Switzerland’s financial industry, like those in other countries, has struggled to shake a reputation for lacking diversity and, at times, racial sensitivity. In one of the worst incidents, Tidjane Thiam, the Black former CEO of Credit Suisse Group AG who was hired with much fanfare in 2015, was subject to a skit involving a Black man dressed as a janitor at the bank’s chairman’s 60th birthday party that prompted him to walk out. Credit Suisse apologized for “any offense” taken by the incident.
Partners Group argued at a hearing last week that the case doesn’t belong in a U.K. court because Mulumba, a Congolese national and a U.K. resident, was hired by its U.S. arm. The firm appealed an initial decision that gave her the right to sue in the U.K. Partners Group earlier opposed a claim brought by Mulumba in the U.S., arguing that her lack of citizenship prevented jurisdiction there, too.
The U.S. Equal Employment Opportunity Commission “was unable to conclude” that the information she provided established any violation of the discrimination statutes, Partners Group lawyers wrote in court documents.
If unsuccessful in the U.K., Mulumba would be left to pursue her case in Switzerland. Employment tribunals in Switzerland are confidential, limiting the public’s awareness of employment claims.
Mulumba rotated through teams in the U.S., U.K. and Switzerland and ranked in the top 5% of the firm in an internal performance ranking, according to court documents. But when she complained about her colleague’s remarks, the company threatened to let her visa expire, she said in a court filing.
An external lawyer hired by Partners Group to investigate the case dismissed the complaints in February 2018, concluding that Mulumba “presumed bias based on her race, gender and national origin” and may have misheard the comments or took them out of context.
The lawyer said she found Juri’s account in response to the allegations of the racist joke credible, particularly given the consistent reports from senior managers that they had not heard him make racial jokes. As to the alleged incident in which he made fun of a colleague’s accent, “I find no basis to conclude that he was mocking her because she was Indian,” wrote the lawyer in the report.

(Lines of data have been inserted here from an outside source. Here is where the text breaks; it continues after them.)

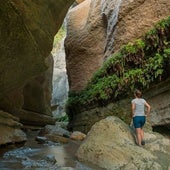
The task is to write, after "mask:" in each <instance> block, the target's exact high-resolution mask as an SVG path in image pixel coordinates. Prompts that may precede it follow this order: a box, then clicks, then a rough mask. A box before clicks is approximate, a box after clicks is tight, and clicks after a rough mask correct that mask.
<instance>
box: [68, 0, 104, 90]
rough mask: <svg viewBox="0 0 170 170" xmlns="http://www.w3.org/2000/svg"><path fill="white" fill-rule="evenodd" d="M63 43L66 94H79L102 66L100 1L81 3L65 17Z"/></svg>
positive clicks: (85, 1)
mask: <svg viewBox="0 0 170 170" xmlns="http://www.w3.org/2000/svg"><path fill="white" fill-rule="evenodd" d="M67 23H68V24H67V37H66V40H65V48H66V65H67V73H68V79H69V87H70V90H81V89H82V88H84V87H85V85H86V83H87V81H88V80H90V78H91V77H92V75H93V73H94V72H95V71H96V70H97V69H98V68H100V66H101V65H102V63H103V56H104V48H105V36H106V35H105V28H104V27H103V21H102V16H101V15H100V0H97V1H91V0H85V1H84V2H82V3H80V4H79V5H77V6H76V7H74V8H72V9H71V10H70V12H69V14H68V21H67Z"/></svg>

Mulumba, who joined the firm in 2015, took a two-month break from her job in Switzerland to treat a benign tumor in late 2016, and was never diagnosed with cancer. Mulumba claims the discrimination against her escalated after her return from medical leave, which was used to mount a case for her dismissal.
“Let’s not create a paper trail in case we need to present her an exit proposal ‘without prejudice’,” an HR executive wrote in a January 2017 email disclosed in court documents. That executive didn’t respond to an email seeking comment.
In August 2017, the firm’s HR chief approved a note to the firm’s global executive committee, saying, incorrectly and without her knowledge, that Mulumba had cancer and that her dismissal was planned, court documents show. That note cited her performance before and after her medical leave as “not meeting expectations,” in apparent contrast to her earlier performance reviews.
That indicated Partners Group was “prematurely labeling me as a leaver,” Mulumba wrote in court documents.
Mulumba says she first approached a colleague about her concerns about the racist remarks in confidence shortly before that August email. That colleague denies ever sharing her comments with HR, according to Partners Group’s investigation. Mulumba first formalized her complaints in a letter to the U.S. unit of Partners Group in 2018 before bringing her case to the U.K.
“While branding itself as socially responsible, the firm has spent years fighting the jurisdiction of the U.S. courts and the U.K. tribunal,” Mulumba said in a statement to Bloomberg. “Genuine social responsibility is about accountability.”